In this study, 90.7% had higher knowledge towards menstruation. This finding is similar to the study done in Amhara regional state which showed that 90.7% of the participants had high level of knowledge [16]. This might be related to the fact that both study settings are urban areas. This in turn increase the availability of information from media, girls clubs and more literate family. On the other hand, a study did in western Ethiopia showed that only 60.9% had scored good knowledge [17]. A similar study did at Mangalore, India showed that 46.7% has good knowledge about menstruation [18]. This difference might be due the difference in the source of information and the time gap.
The result showed that 77.1% of the respondents knows menstruation before starting menstruation. But a study done in India showed that 99.6% had awareness about menstruation before menarche [19]. The difference might be due to a difference in the reproductive health related discussions within the community. On the contrary, according to a study done in Nagpur district, 36.95% had prior information about menstruation from their mother [20]. This difference might be due to the difference in the literacy level of mothers and other sources of information.
According to a study did in Mangalore, India, age has no significant association with knowledge about menstruation [18]. However in this study female adolescents in the age group of 17-19 were about 3.6 times more likely to had higher knowledge relative to those in the age group of 14-16. This implies that as the age of the female adolescents increased, the access to information and utilization of information might increase as well.
Mother is ideal source of information to their daughters. It is easy to talk about the issue with member of the family who has the same sex. In this study, 70.1% had information about menstruation from their mothers. This is supported by a study conducted in India which showed that the major source of information were their mothers [19].
The variables that may affect knowledge towards menstruation might not be exhaustive. Furthermore, due to the sensitive nature of the issue there might be social desirability bias that over estimate the level of knowledge.

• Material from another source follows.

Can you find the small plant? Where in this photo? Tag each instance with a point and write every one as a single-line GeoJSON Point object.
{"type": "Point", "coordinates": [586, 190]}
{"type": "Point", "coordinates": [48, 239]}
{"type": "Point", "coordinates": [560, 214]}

In the study, knowledge towards menstruation and predictors were identified. According to the finding of this study, majority of the students had high level of knowledge towards menstruation. Majority of them had prior information about menstruation. For most of them, the source of information were their mothers. Concerning pain severity, majority of them described that the pain they fell while menstruating relief on using medication. The study showed most of the female adolescents agreed that having menstruation interfere with class one day every cycle and menstruation interferes with the school performance. As finding showed, age of the respondents, being informed by someone before menarche and use of medication without consultation of health personnel were associated with high level of knowledge about menstruation.
We wish to express our sincere gratitude to Adama General Hospital and Medical College for their cooperation on necessary materials.